Het voordeel van deze aanpak is dat de tumor wordt bestreden met hoge concentraties medicijnen zonder de nadelige effecten die daar normaal gesproken mee gepaard gaan. De huidige behandeling vereist hoge dosering in de bloedbaan om ervoor te zorgen dat genoeg medicijn de bloed-hersenbarrière kan passeren en de hersentumor bereiken. Doorgaans resulteert dit in relatief lage medicijnconcentraties in de tumor, terwijl de hoge dosis in het bloed tot ernstige bijwerkingen leidt. De nieuwe aanpak vermijdt deze complicaties vanwege het gebruik van niet-giftige pro-drugs.
Natuurlijk geldt ook voor de nieuwe benadering van Cat4CanCenter dat de componenten de bloed-hersenbarrière moeten passeren om de tumor te bereiken. Voor de pro-drugs is dit te realiseren via een uitgekiend moleculair ontwerp. Bij de katalysator stellen de onderzoekers voor om deze in lipide nanodeeltjes van het bloed naar de hersenen te brengen. Dit is de expertise van Prof. Kros. "De bloed-hersenbarrière beschermt de hersenen tegen vreemde (bio)chemicaliën," legt hij uit. “Het is een fenomenale barrière die er voor zorgt dat allerlei nieuwe manieren om medicijnen toe te dienen niet effectief zijn bij hersentumoren. In Cat4CanCenter ontwikkelen we daarom radicaal nieuwe benaderingen om de katalysatoren bij de tumor te krijgen. Daarbij willen we bestaande biologische routes ‘kapen’, die aanwezig zijn in het menselijk lichaam."
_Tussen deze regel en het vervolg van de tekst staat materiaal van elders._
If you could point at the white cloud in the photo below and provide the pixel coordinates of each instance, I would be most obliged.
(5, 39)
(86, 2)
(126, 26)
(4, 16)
Prof. Reek zal zijn expertise benutten om de gekooide katalysatoren te ontwerpen die de synthese van de gewenste geneesmiddelmoleculen voor hun rekening nemen. Hij legt uit dat zijn team er de afgelopen jaren in is geslaagd om met dergelijke katalysatoren in een biologische omgeving metaal-gekatalyseerde synthese mogelijk te maken.
"Ze functioneren nu in een waterige omgeving, in aanwezigheid van biologische moleculen en zelfs in levende cellen. Als we de kooi zo ontwerpen dat er een zekere affiniteit is voor de prodrug, dan werkt de katalysator op een enzymachtige manier. Daardoor is ook bij lage concentraties een hoge omzettingsefficiëntie te realiseren."
Hij hoopt nu deze potentie van metaalkatalyse te kunnen toepassen voor de behandeling van kanker, maar beseft dat de uitdaging groot is: "We moeten in staat zijn een hele reeks medicijnmoleculen te synthetiseren om alle aspecten van de snelle groei van glioblastoom te bestrijden."
Het Cat4CanCenter zal inderdaad meerdere geneesmiddelen onderzoeken om in combinatie het agressieve gedrag van glioblastomen effectief te kunnen aanpakken. De effectiviteit van deze strategieën wordt bestudeerd bij het Nederlands Kanker Instituut onder leiding van Dr. Akkari. Zij is gespecialiseerd in de immuunrespons op glioblastomen en de biologie van tumormacrofagen, en gaat de nieuwe aanpak evalueren in modelsystemen en preklinische studies. "Onderzoek naar de behandeling van hersentumoren was altijd lastig vanwege een gebrek aan mogelijkheden om effectieve bestrijding naar deze complexe kankerlocatie te brengen", zegt ze, "In dit project brengen we expertises samen die nog niet eerder gecombineerd zijn. Het is uitdagend, maar als het lukt kunnen we een revolutie teweeg brengen die tot een nieuwe generatie kankertherapieën leidt."